Weyerhaeuser closing plywood plant for a week
Plywood at Weyerhaeuser on Tuesday, October 1, in Evergreen. (Brenda Ahearn/Daily Inter Lake)
Editor | April 1, 2020 12:47 PM
The COVID-19 virus is having an impact on Weyerhaeuser.
The company announced Wednesday it was shutting down its Evergreen plywood plant for one week.
“As we manage through this unprecedented pandemic, we are temporarily closing our Evergreen plywood mill in Montana for one week, beginning April 6, to better align our production volumes with market demand,” said Nancy B. Thompson, director of governmental affairs for the company in a release. “Affected employees will have access to continued Weyerhaeuser benefits during this time. We are doing everything we can to limit the impact of this situation on our people, customers and local community during an already stressful time.”
Weyerhaeuser has mills in both Evergreen and Columbia Falls. In Columbia Falls it operates a medium density fiberboard plant.

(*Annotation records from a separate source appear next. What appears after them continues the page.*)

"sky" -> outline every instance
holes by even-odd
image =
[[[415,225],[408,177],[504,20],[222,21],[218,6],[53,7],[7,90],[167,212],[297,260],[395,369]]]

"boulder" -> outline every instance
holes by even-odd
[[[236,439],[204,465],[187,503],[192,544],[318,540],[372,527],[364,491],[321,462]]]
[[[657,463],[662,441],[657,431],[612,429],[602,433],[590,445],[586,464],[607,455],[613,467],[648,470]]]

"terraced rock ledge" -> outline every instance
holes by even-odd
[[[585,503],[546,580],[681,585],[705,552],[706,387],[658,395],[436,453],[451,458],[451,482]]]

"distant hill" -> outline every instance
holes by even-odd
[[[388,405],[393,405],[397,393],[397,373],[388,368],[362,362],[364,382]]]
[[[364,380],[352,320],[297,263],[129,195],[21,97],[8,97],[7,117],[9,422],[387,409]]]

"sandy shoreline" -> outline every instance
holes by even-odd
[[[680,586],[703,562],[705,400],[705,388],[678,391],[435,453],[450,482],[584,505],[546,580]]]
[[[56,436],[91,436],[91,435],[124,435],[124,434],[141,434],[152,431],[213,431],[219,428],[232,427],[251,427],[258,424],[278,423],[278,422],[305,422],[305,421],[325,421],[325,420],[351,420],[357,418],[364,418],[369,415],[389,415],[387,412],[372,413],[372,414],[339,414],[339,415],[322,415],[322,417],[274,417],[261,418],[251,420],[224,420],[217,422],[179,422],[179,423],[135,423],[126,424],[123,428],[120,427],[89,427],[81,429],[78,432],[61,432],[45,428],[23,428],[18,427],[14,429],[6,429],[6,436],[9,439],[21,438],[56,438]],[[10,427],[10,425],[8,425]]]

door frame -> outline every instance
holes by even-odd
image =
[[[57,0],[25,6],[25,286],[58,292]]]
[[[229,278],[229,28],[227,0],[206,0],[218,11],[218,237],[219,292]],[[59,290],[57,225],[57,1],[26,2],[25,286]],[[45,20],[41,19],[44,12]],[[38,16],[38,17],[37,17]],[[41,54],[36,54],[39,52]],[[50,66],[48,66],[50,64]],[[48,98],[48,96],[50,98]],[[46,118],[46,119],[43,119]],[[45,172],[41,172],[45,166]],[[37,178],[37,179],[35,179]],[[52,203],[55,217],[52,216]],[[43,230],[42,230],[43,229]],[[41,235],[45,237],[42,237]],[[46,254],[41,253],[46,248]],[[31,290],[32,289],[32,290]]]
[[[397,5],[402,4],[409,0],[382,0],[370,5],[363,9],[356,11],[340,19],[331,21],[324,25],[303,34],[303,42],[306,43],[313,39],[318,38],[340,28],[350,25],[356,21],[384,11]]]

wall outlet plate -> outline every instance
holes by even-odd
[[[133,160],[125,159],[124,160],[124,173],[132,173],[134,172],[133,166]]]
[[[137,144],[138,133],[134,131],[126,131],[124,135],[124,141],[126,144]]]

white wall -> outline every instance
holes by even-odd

The company also announced it was taking other steps to strengthen its balance sheet.
It said it was limiting or deferring non-essential operating expenses; reducing 2020 capital expenditures by approximately $70 to $90 million; and would increase cash-on-hand by $550 million through a draw on its revolving credit, which expires in January 2025 and has $950 million of capacity remaining.
In addition, it has $145 million in cash from the sale of its Montana timberlands. Last week it also issued $750 million of 4% notes through a public bond offering, with proceeds to be used to refinance the company’s outstanding 2021 debt maturities, the company said.
At F.H. Stoltze Land and Lumber Co., the Columbia Falls mill was operating as usual, with precautions being taken to ensure the health of employees, Paul McKenzie, lands and resource manager for the company said.
McKenzie said there’s a lot of uncertainty by buyers.
“People are being very cautious,” he said.
Stoltze manufactures dimension lumber.
Lumber futures were trading at about $278 per 1,000 board feet as midweek, but they had been well above $400 at the end of February, according Nasdaq listings.